After debuting their triumphant Zen Diagram, Kansas City art-rock combo Monta At Odds return to the spaceways with the single When Stars Grow Old (via The Record Machine). Taken from the forthcoming album Peak of Eternal Light, it’s “an android of a song,” combining the human and the electronic into a sizzling new sonic creation.
When Stars Grow Old is “the sound of humanity visiting new worlds across the dark spaces of time, reconstructing the beat of music through memory and instinct,” says Monta At Odds. An ad hoc band plays to the sparkling, unfamiliar sky of a distant world.
The groove is straight up space funk, with a warbling, aloof vocal and mournful sine waves permeating the atmosphere.

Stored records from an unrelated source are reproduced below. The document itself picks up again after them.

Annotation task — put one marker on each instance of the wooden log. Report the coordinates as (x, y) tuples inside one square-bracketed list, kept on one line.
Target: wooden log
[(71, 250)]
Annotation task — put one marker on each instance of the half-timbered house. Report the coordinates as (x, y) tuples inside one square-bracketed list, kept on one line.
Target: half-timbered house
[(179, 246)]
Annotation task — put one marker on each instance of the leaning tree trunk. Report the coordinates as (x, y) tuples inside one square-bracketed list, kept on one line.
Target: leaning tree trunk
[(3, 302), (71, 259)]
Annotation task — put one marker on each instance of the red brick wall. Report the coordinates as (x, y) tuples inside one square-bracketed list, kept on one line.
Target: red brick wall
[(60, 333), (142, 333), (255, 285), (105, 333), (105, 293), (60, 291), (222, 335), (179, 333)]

Twenty years after the formation of Monta At Odds, brothers Dedric and Delaney Moore have held down the fort as their sound and lineup has evolved; collaborating with numerous fellow travelers and taking cues from Italian cinema, the avant-garde, and psychedelic disco-funk.

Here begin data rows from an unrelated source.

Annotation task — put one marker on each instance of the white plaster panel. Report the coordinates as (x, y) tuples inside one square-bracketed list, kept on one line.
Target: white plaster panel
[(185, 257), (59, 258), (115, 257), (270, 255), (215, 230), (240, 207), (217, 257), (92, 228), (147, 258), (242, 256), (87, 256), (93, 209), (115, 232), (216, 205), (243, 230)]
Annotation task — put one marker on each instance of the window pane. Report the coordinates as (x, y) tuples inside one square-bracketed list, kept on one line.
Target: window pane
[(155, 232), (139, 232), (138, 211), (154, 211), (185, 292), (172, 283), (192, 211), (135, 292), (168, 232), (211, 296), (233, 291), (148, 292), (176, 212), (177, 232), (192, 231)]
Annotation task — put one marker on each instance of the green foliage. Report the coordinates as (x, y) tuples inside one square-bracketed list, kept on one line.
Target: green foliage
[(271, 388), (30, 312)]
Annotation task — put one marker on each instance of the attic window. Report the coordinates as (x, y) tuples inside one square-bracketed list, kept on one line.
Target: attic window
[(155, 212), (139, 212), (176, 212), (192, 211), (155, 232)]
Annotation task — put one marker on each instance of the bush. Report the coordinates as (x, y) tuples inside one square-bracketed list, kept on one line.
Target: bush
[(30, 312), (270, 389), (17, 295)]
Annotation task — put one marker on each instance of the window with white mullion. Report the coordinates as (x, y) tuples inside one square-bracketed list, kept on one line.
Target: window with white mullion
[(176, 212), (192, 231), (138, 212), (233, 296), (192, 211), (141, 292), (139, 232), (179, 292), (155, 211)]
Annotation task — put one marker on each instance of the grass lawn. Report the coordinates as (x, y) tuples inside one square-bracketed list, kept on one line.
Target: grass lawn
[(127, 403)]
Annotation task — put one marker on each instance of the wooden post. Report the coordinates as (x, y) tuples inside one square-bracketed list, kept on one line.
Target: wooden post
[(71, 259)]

The album features a stellar lineup of musical collaborators — Teri Quinn (vocals/bass), Krysztof Nemeth (Emmaline Twist) on baritone guitar, and songwriter/guitarist Mikal Shapiro. It’s the music of the future, formed from ghostly, discarded impressions of the past; the kind of music you can imagine the youths of Logan’s Run getting busy to before whisking into the next dimension through Carousel, but also not out of place at an 80s DJ spin.
The haunting accompanying video, directed by Brodie Rush, was “inspired by the interplay between whitespace and shadow.” He wanted to capture the feeling of “cautious optimism in the underlying vibrations in the track. By focusing on offset closeups, Brodie was able to leave too for the viewer’s imagination to fill in that space with “images of our possible future.”